GoogleCloudPlatform / professional-services-data-validator

Utility to compare data between homogeneous or heterogeneous environments to ensure source and target tables match
Apache License 2.0
400 stars 114 forks source link

Row Hash validation of TD to BQ with non latin characters fails #1225

Closed sundar-mudupalli-work closed 1 month ago

sundar-mudupalli-work commented 1 month ago

If a Teradata column contains a string which has Unicode Characters beyond the Latin character set, DVT fails with the following error:

 [Version 20.0.0.12] [Session 8285] [Teradata Database] [Error 6706] The string contains an untranslatable character.

If the row with the offending character is excluded from the validation, the validation succeeds.

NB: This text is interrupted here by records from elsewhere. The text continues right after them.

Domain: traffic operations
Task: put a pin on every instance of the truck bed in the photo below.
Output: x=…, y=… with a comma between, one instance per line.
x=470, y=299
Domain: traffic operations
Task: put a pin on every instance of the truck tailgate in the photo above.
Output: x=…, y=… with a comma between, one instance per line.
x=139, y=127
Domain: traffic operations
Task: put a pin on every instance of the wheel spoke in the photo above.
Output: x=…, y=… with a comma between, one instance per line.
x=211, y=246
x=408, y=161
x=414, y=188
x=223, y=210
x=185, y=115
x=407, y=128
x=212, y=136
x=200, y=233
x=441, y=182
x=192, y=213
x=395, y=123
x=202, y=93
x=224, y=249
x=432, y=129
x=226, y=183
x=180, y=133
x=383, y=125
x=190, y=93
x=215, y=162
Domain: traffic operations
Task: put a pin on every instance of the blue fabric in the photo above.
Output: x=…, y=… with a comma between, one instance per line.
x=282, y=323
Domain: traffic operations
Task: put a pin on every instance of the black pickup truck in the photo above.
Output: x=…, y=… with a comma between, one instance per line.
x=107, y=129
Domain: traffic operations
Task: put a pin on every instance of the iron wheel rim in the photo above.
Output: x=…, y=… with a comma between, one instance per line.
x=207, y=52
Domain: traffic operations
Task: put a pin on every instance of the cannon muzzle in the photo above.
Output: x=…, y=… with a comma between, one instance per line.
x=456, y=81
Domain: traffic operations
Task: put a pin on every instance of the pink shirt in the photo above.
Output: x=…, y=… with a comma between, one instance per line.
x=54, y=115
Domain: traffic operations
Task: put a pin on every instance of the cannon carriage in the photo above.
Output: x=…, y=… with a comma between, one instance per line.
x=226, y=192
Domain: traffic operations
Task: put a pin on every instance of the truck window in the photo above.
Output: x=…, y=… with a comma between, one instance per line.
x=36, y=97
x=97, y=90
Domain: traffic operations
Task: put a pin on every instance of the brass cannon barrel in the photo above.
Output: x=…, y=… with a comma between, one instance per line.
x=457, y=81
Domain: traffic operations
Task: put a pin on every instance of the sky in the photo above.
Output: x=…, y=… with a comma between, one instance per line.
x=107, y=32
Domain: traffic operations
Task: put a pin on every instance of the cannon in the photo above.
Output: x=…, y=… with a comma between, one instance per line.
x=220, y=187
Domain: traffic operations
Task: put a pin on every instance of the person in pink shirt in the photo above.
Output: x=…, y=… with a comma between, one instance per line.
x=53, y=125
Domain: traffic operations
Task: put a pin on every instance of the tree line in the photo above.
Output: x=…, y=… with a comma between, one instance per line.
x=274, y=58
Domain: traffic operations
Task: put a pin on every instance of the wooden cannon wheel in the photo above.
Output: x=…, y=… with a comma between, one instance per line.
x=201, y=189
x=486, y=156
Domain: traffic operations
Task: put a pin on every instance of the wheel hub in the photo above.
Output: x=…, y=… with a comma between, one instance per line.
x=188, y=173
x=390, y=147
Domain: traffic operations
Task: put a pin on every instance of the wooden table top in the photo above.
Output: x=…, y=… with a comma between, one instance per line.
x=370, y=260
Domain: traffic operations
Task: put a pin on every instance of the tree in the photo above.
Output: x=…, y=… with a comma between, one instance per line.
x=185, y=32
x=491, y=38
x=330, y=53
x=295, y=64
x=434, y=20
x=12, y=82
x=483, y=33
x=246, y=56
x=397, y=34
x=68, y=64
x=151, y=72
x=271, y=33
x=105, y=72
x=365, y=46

The problem is with this line

 return f"rtrim(hash_sha256(TransUnicodeToUTF8(TRANSLATE({arg} using latin_to_unicode WITH ERROR))))") 

This line assumes that all characters can be converted into Latin - which is then converted to Unicode and UTF8. When a non latin character is presented Teradata throws the error. One solution is to have the user provide an option to DVT --beyond-latin or -byl which would indicate that table columns are Unicode and/or some table columns have characters beyond the latin character set. In that situation, the backend can generate the following SQL for Teradata

return f"rtrim(hash_sha256(TransUnicodeToUTF8({arg})))")

If we did the above when there are columns with latin encoding and latin character set, the validation will fail.

Sundar Mudupalli